The world is becoming more and more connected, with ever-increasingly intelligent devices and autonomous agents. It is estimated that there will be over 50 billion connected smart devices by the year 2020. This increasingly connected, intelligent world poses both unprecedented opportunities and new security challenges. How can we design and develop new techniques and methods to address these new challenges? Towards addressing this question, this class will explore the forefront of development and new directions at the intersection of security, programming languages, and machine learning. In particular, the class consists of three segments.

First, we will explore the area of decentralized, autonomous systems and new challenges and techniques in this area. We will use bitcoin/blockchain as a concrete example of a fast-rising decentralized, autonomous system. We will explore the opportunities this new model of computing brings us, including smart contracts, decentralized applications, etc. We will also explore various challenges and state-of-the-art solutions in this area, including how to design and build secure decentralized systems, and how to design new programming abstractions to make it easier to build such secure, decentralized systems.

Second, we will explore how to design and leverage program language abstractions and mechanisms to enable the approach of secure by construction for building secure systems. The approach of secure by construction guarantees that applications satisfy certain security properties simply by the way they have been built, leveraging various programming language abstractions and support. We will explore a number of state-of-the-art examples in this area, including enforcing information flow properties, and secure and privacy-preserving computation.
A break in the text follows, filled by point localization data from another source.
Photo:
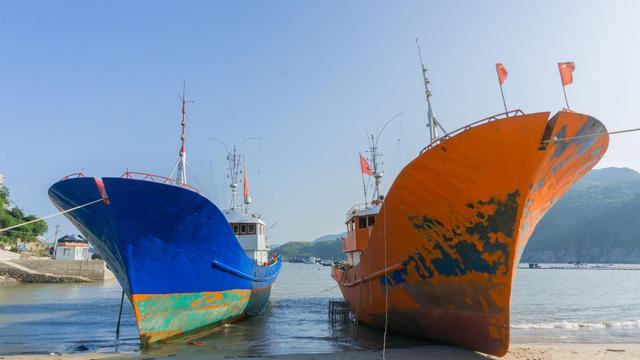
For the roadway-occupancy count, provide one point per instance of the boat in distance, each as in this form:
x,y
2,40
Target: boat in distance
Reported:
x,y
436,258
184,264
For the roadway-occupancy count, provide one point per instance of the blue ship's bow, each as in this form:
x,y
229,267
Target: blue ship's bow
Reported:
x,y
172,251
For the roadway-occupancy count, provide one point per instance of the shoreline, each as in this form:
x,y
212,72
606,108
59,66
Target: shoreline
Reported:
x,y
521,351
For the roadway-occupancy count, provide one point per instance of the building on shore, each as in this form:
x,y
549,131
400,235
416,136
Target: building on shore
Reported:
x,y
71,247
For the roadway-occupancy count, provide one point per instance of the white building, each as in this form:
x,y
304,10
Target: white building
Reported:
x,y
70,247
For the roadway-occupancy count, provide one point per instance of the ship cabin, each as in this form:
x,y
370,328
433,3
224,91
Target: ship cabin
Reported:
x,y
359,226
251,234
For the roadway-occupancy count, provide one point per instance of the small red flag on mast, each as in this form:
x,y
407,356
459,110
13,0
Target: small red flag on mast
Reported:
x,y
502,73
364,166
566,72
502,76
246,182
566,76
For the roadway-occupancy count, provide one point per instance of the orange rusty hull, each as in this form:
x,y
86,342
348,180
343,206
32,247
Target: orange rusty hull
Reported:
x,y
455,222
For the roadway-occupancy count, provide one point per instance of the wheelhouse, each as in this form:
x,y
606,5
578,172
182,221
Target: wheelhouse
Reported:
x,y
359,227
251,234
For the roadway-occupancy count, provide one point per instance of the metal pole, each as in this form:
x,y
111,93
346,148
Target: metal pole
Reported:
x,y
55,242
119,316
364,187
503,101
565,96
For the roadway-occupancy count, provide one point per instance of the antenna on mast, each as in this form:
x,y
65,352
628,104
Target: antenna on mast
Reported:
x,y
181,175
234,169
377,169
432,123
377,162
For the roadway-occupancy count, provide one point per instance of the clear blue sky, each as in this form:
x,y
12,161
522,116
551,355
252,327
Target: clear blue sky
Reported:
x,y
94,85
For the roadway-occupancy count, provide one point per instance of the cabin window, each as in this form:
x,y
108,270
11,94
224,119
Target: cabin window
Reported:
x,y
371,220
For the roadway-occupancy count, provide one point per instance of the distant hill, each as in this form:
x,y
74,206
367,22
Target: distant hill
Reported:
x,y
598,220
330,237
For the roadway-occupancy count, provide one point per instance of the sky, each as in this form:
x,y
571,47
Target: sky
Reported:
x,y
94,86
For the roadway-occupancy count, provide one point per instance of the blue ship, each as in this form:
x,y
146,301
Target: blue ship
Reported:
x,y
184,264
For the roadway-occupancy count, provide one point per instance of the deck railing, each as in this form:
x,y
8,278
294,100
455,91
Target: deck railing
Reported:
x,y
486,120
74,175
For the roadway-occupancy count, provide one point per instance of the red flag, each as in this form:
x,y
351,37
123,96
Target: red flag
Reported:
x,y
502,73
364,166
566,72
246,182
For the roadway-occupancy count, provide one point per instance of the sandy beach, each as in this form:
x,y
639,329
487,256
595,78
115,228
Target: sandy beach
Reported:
x,y
435,352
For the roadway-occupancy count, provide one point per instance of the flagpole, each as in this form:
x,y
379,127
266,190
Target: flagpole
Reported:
x,y
364,187
564,91
503,101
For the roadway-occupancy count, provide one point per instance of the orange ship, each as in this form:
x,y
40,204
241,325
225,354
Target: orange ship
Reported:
x,y
436,258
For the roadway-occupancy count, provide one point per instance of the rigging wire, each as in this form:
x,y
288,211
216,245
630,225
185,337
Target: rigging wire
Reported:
x,y
556,139
51,215
200,186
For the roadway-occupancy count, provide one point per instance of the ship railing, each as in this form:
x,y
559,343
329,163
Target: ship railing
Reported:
x,y
358,207
74,175
486,120
155,178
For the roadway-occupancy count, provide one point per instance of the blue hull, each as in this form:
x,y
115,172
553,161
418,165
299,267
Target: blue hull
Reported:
x,y
171,250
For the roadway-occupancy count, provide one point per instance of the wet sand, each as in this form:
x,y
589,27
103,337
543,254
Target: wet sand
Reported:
x,y
435,352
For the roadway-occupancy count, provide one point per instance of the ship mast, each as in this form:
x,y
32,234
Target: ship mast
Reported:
x,y
181,175
377,168
234,169
432,123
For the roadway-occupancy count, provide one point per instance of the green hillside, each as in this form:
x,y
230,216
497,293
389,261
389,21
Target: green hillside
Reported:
x,y
598,220
327,250
12,215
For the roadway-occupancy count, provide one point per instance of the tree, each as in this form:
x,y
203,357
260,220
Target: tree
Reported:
x,y
10,216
Third, we will explore how to utilize machine learning techniques to enable a secure by learning approach for building secure systems. In particular, we explore techniques and new directions at the intersection of machine learning and programming languages to enable automatic approaches for each step of the secure by learning pipeline, including program synthesis for feature extraction and transformation, automated feature engineering and model building, and online learning with noisy and missing data.

CCN is 27522

Course mailing list: cs294-f15@googlegroups.com

Class Format and Project:

This is a lecture, discussion, and project oriented class. Each lecture will focus on one of the topics, including a survey of the state-of-the-art in the area and an in-depth discussion of the topic. Each week, students are expected to complete reading assignments before class and participate actively in class discussion.

Deadlines:
Questions submission is due by Sunday on 7pm
Voting on the submitted questions is due by Monday midnight

Students will also form project groups and complete a research-quality class project. Groups will consist of one to three students.

Grading:

  • 20% class participation
  • 35% weekly reading assignment
  • 45% project

All information is tentative and subject to change.